Nerve Conduction and Electrocardiograms

Nerve Conduction and Electrocardiograms

Nerve Conduction

Electric currents in the complex system of nerves in our body allow us to sense the world, control parts of our body, and think. There are three major functions of nerves. First, nerves carry messages from our sensory organs to the central nervous system, consisting of the brain and spinal cord. Second, nerves carry messages from the central nervous system to muscles and other organs. Third, nerves transmit and process signals within the central nervous system.

Nerve conduction is a general term for electrical signals carried by nerve cells. A voltage is created across the cell membrane of a neuron in its resting state. This membrane separates electrically neutral fluids having differing concentrations of ions, the most important varieties being Na⁺, K⁺, and Cl⁻ (these are sodium, potassium, and chlorine ions). Free ions will diffuse from a region of high concentration to one of low concentration. The cell membrane is semipermeable, meaning that some ions may cross it while others cannot. In its resting state, the cell membrane is permeable to K⁺ and Cl⁻, and impermeable to Na⁺. Diffusion of K⁺ and Cl⁻ thus creates the layers of positive and negative charge on the outside and inside of the membrane, and the Coulomb force prevents the ions from diffusing across in their entirety .

Creating a Voltage Across a Cell Membrane

The semipermeable membrane of a cell has different concentrations of ions inside and out. Diffusion moves the K+ and Cl− ions in the direction shown, until the Coulomb force halts further transfer. This results in a layer of positive charge on the outside, a layer of negative charge on the inside, and thus a voltage across the cell membrane. The membrane is normally impermeable to Na+.

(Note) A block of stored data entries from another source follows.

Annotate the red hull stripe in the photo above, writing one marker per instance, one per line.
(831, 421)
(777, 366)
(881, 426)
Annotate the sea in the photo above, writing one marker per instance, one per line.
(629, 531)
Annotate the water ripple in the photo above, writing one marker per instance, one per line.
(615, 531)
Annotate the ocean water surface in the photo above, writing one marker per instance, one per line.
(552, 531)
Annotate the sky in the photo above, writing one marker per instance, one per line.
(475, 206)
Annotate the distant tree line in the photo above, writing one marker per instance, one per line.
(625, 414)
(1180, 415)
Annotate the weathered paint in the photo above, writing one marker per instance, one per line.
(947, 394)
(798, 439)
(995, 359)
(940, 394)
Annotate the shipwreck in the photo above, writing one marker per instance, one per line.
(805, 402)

Once the charge layer has built up, the repulsion of like charges prevents more from moving across, and the attraction of unlike charges prevents more from leaving either side. The result is two layers of charge right on the membrane, with diffusion being balanced by the Coulomb force. A tiny fraction of the charges move across and the fluids remain neutral, while a separation of charge and a voltage have been created across the membrane. Electric currents along the cell membrane are created by any stimulus that changes the membrane's permeability. The membrane thus temporarily becomes permeable to Na⁺, which then rushes in, driven both by diffusion and the Coulomb force. This inrush of Na+ first neutralizes the inside membrane (called depolarization), and then makes it slightly positive. The depolarization causes the membrane to again become impermeable to Na⁺, and the movement of K⁺ quickly returns the cell to its resting potential, referred to as repolarization. This sequence of events results in a voltage pulse, called the action potential and is shown in .

Voltage channels are critical in the generation of an action potential

Top: view of an idealized action potential shows its various phases as the action potential passes a point on a cell membrane. Bottom: Recordings of action potentials are often distorted compared to the schematic view because of variations in electrophysiological techniques used to make the recording.

Only small fractions of the ions move, so that the cell can fire many hundreds of times without depleting the excess concentrations of Na+ and K+. This is an example of active transport, wherein cell energy is used to move ions across membranes against diffusion gradients and the Coulomb force. The action potential is a voltage pulse at one location on a cell membrane.

How does it get transmitted along the cell membrane as a nerve impulse? The changing voltage and electric fields affect the permeability of the adjacent cell membrane, so that the same process takes place there. The adjacent membrane depolarizes, affecting the membrane farther down, and so on. Thus the action potential stimulated at one location triggers a nerve impulse that moves slowly (about 1 m/s) along the cell membrane.

Electrocardiograms

Just as nerve impulses are transmitted by depolarization and repolarization of an adjacent membrane, the depolarization that causes muscle contraction can also stimulate adjacent muscle cells to depolarize (fire) and contract. Thus, a depolarization wave can be sent across the heart, coordinating its rhythmic contractions and enabling it to perform its vital function of propelling blood through the circulatory system. An electrocardiogram (ECG) is a record of the voltages created by the wave of depolarization (and subsequent repolarization) in the heart. Historically, ECGs were performed by placing electrodes on the left and right arms and the left leg. The voltage between the right arm and the left leg is called the lead II potential and is an indicator of heart-muscle function.

shows an ECG of the lead II potential and a graph of other major events during the cardiac cycle. The major features are labeled P, Q, R, S, and T. The P wave is generated by the depolarization and contraction of the atria as they pump blood into the ventricles. The QRS complex has a characteristic shape and time span, and is created by the depolarization of the ventricles as they pump blood to the body. The lead II QRS signal also masks the repolarization of the atria. Finally, the T wave is generated by the repolarization of the ventricles and is followed by the P wave in the next heartbeat. Arterial blood pressure varies with each part of the heartbeat, with systolic (maximum) pressure occurring closely after the QRS complex, signaling the contraction of the ventricles.

ECG Curve

A normal ECG curve synchronized with other major events during the cardiac cycle.